The stock market opened amid anxiety and uncertainty Tuesday morning.
Monday's drop brought the overall market 10 percent lower than early October and officially qualified as a "correction".
"I think the volatility is caused because there is speculation that the United States could be headed for a recession. And I think while most people believe this is not going to happen, recession is a scary word," said financial consultant, Michael Strojny.
He says now is not the time to panic or overreact. Despite often wild fluctuations in individual stock prices, investors must be prudent.
"The ones who run scared normally are the ones who lose. They're the ones who will pull their money out at the worst time and put it back in, also at the worst time," says Strojny.
He suggests any investment adjustments should be conservative.
"Maybe move a little bit more percent of their money to bond funds, rather than growth funds. But not make major moves. Nobody should make a major move in these volatile times."
"The important thing is really not what's the outlook for the next three months or six months or even year or two. But what are your longer term goals?" says financial consultant Phil Huffman with A.E. Edwards.

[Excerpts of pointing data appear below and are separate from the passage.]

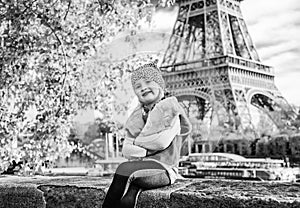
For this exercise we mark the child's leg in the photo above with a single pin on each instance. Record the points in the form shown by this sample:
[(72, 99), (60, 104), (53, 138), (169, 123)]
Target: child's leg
[(115, 191), (141, 180), (118, 185)]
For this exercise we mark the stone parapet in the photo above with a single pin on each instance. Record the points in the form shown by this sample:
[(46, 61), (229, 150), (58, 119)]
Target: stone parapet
[(89, 192)]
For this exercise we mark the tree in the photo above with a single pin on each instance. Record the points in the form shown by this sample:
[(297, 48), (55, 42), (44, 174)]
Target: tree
[(46, 46)]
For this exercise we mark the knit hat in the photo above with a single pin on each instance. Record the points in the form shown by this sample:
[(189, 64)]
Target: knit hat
[(148, 71)]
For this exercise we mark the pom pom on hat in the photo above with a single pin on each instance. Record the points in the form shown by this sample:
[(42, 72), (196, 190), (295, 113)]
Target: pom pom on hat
[(148, 71)]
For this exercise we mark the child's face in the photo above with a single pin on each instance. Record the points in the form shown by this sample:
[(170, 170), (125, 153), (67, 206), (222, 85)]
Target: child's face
[(147, 91)]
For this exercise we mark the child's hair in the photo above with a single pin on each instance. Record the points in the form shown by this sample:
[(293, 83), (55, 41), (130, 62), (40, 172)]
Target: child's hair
[(149, 71)]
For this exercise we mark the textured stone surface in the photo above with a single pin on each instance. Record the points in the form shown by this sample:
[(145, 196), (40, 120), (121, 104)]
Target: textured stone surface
[(89, 192), (18, 196)]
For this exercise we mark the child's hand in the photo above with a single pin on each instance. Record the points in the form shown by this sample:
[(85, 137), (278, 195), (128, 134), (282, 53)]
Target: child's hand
[(129, 140)]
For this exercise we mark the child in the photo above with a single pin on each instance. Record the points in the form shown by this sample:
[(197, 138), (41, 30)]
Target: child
[(155, 131)]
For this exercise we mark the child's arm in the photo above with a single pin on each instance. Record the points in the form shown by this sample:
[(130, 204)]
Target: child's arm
[(161, 140), (130, 150)]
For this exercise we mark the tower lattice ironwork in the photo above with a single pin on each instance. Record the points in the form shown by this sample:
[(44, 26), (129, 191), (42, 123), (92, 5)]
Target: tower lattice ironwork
[(212, 58)]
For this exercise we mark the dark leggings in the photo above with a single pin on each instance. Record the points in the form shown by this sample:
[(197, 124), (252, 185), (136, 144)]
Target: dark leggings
[(130, 178)]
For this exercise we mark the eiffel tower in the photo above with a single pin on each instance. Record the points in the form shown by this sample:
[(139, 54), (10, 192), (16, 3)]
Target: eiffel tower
[(211, 60)]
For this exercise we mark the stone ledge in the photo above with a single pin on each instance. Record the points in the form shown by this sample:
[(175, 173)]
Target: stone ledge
[(88, 192)]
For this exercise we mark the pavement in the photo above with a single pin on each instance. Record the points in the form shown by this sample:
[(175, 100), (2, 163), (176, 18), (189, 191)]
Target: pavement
[(88, 191)]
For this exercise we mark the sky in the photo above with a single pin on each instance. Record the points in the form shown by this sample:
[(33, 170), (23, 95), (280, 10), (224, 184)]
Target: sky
[(274, 26)]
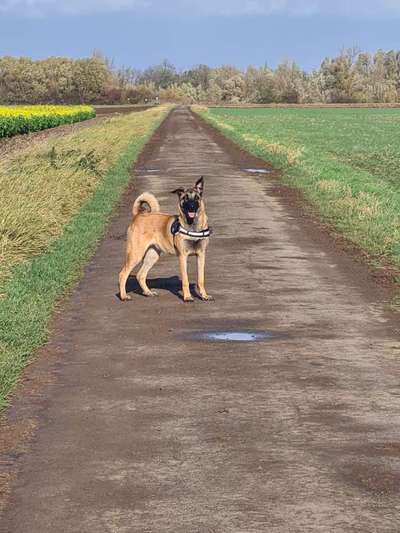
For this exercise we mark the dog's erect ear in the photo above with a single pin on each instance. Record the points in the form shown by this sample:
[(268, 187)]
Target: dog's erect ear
[(200, 186), (179, 191)]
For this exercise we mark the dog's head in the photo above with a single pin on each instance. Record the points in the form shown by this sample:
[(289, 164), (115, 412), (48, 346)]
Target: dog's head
[(191, 201)]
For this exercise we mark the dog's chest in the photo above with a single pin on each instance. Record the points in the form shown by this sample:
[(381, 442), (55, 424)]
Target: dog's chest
[(193, 246)]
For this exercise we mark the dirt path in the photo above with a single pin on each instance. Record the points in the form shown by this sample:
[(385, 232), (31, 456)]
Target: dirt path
[(145, 426)]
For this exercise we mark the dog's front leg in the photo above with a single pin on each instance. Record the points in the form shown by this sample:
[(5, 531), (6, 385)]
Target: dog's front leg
[(201, 261), (187, 297)]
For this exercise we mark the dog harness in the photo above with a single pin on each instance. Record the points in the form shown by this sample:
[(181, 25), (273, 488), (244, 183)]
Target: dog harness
[(177, 228)]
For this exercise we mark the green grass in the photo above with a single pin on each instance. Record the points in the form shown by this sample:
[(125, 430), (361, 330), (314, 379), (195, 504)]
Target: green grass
[(31, 289), (346, 161)]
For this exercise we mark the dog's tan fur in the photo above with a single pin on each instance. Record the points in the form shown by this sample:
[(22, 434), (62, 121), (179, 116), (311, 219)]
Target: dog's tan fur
[(149, 235)]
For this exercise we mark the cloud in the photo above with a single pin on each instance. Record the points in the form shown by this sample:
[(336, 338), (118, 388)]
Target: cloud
[(295, 8), (222, 8), (70, 7)]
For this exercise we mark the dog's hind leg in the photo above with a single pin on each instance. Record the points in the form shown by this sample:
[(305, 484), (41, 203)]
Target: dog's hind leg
[(132, 259), (149, 260)]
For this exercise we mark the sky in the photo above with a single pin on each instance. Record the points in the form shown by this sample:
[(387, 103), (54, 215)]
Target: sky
[(139, 33)]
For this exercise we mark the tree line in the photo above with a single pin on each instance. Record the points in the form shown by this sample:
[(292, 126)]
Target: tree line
[(351, 77)]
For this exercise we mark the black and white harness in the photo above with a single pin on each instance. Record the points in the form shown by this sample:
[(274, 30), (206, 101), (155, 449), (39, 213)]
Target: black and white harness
[(177, 228)]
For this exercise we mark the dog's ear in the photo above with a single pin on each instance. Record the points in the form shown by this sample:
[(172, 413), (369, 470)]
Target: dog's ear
[(179, 191), (200, 185)]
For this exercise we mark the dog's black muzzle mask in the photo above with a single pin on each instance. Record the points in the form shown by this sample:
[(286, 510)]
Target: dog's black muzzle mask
[(190, 209)]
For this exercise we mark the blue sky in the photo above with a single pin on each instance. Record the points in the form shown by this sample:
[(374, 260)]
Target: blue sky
[(186, 32)]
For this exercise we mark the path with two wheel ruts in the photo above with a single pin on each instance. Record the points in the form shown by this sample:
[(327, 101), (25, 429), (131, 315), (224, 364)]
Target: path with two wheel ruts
[(142, 423)]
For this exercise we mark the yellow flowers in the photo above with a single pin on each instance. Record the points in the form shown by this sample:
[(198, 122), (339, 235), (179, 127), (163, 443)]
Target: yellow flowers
[(25, 119)]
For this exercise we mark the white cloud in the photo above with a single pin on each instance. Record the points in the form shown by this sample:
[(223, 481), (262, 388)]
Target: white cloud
[(226, 8), (43, 7)]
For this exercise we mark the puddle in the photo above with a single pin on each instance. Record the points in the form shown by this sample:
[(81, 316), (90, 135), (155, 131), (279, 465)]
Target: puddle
[(236, 336), (257, 170), (149, 170)]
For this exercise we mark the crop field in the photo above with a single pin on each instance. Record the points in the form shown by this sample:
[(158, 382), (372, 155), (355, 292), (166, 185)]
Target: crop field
[(26, 119), (46, 238), (346, 161)]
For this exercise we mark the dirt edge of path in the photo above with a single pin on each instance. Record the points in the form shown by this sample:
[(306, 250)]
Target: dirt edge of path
[(22, 418), (376, 284)]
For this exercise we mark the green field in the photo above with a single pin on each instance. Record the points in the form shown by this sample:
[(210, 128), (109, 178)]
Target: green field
[(47, 239), (346, 161)]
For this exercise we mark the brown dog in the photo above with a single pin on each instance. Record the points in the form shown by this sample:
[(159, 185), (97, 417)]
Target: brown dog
[(152, 233)]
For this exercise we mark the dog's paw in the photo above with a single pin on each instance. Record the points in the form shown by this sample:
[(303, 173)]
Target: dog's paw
[(151, 293)]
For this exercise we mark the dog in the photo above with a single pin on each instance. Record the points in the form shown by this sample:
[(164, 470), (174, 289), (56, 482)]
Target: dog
[(153, 233)]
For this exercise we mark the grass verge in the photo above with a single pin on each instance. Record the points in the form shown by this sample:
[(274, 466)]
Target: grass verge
[(345, 161), (34, 284)]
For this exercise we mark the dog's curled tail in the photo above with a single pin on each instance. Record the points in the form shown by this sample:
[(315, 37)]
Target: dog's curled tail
[(145, 203)]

Huffman agrees that a volatile Wall Street isn't reason to panic. Investors should focus on their goals.
"Are they short term, long term, intermediate. What is your risk level? What kind of decline can you handle and still sleep well at night?" he says.
As for fears of recession, Huffman says preparation is prudent.
"In our firm, we would put the percentage/probability at about 40 percent. So, it's something that we're aware of. We want to be positioned just in case."
Huffman says investors may wish to consider stocks that hold up better during times of economic slowdown. Those include companies dealing with health care and consumer staples.